Subsampling a huge json array with Haskell


I have a huge Json file that I would like to avoid loading entirely to memory. Its structure is pretty simple: it consists of a large array with arbitrary elements inside. I'd simply like to transform the array by randomly dropping most of the elements, and simply outputting the transformed Json.

Haskell seems well suited to this problem with all the laziness, and I thought it would make a nice Haskell exercise (I'm not an expert, and I don't know much FP theory).

I've found pipes-aeson [1] which seems to be what I want, but after trying for a while, I have to admit I'm stuck. There are almost no examples, and while I can work with Pipes to downsample data, working with a Parser object seems more complicated. The option I've found (evalStateT) is strict and parses the whole thing, without letting me intervene.

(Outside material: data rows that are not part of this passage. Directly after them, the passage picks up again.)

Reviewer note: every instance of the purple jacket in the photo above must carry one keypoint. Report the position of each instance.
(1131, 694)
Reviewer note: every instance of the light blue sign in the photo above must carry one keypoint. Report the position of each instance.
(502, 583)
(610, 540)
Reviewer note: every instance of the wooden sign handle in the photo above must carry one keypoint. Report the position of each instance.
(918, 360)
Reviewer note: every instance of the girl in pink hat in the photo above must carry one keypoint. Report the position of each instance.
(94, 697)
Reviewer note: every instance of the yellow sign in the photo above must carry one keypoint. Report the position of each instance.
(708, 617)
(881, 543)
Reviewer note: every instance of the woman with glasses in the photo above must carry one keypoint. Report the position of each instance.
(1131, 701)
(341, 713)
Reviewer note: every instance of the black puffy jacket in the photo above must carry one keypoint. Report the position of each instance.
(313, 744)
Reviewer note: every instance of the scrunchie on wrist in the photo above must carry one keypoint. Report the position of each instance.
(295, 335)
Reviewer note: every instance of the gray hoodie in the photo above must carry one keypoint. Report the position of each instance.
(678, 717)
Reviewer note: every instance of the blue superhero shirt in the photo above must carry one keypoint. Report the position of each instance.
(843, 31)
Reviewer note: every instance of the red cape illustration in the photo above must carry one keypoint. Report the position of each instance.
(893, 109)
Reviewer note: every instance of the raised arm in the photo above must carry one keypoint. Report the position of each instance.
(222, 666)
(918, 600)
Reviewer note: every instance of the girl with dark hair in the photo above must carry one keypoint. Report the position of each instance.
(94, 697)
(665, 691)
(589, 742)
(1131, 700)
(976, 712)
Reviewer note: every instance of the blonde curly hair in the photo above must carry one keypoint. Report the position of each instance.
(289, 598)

Maybe Lenses would be the solution to my problem, but they're very abstract I don't get what they are nor how to use them.

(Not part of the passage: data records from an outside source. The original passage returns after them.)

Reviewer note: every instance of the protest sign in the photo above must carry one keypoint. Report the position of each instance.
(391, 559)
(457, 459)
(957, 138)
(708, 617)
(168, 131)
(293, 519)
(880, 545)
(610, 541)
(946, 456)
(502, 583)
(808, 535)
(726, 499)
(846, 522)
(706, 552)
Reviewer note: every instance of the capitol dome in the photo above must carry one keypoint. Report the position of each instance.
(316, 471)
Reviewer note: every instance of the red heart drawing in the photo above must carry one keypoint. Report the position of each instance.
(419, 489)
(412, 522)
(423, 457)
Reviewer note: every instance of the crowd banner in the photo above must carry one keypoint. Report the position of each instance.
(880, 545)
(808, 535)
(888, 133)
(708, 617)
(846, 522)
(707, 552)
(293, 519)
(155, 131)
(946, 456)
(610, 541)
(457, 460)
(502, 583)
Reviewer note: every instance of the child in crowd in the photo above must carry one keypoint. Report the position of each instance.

Could someone more knowledgeable than I am provide a little guidance?

[1] https://hackage.haskell.org/package/pipes-aeson-0.4.1.3/docs/Pipes-Aeson.html#t:DecodingError


Solution

  • I believe you will not be able to reuse aeson for this. From the aeson Parser documentation:

    It can be useful to think of parsing as occurring in two phases:

    • Identification of the textual boundaries of a JSON value. This is always strict, so that an invalid JSON document can be rejected as soon as possible.
    • Conversion of a JSON value to a Haskell value. This may be either immediate (strict) or deferred (lazy); see below for details.

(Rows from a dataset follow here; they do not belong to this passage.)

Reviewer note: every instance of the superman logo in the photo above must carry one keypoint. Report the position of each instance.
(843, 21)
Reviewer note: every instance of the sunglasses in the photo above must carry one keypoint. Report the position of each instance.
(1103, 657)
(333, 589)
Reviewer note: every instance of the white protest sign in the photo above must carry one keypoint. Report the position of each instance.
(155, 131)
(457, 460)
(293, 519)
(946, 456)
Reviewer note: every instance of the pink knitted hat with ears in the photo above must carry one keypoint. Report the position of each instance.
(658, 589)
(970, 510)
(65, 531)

    The first bullet seems to imply (to me, at least) that the parser will not hand you anything until it has inspected enough of the string it is supposed to be parsing to know whether parsing succeeded or failed -- in your case, that's almost certainly the entire string. So this phase will put (some representation of) the entire object in memory at once.

    This property is true of most parser combinator libraries at the moment. You could consider looking into uu-parsinglib as an alternative; I believe it supports returning partial parses. There is a very readable paper describing its capabilities linked from its Hackage page.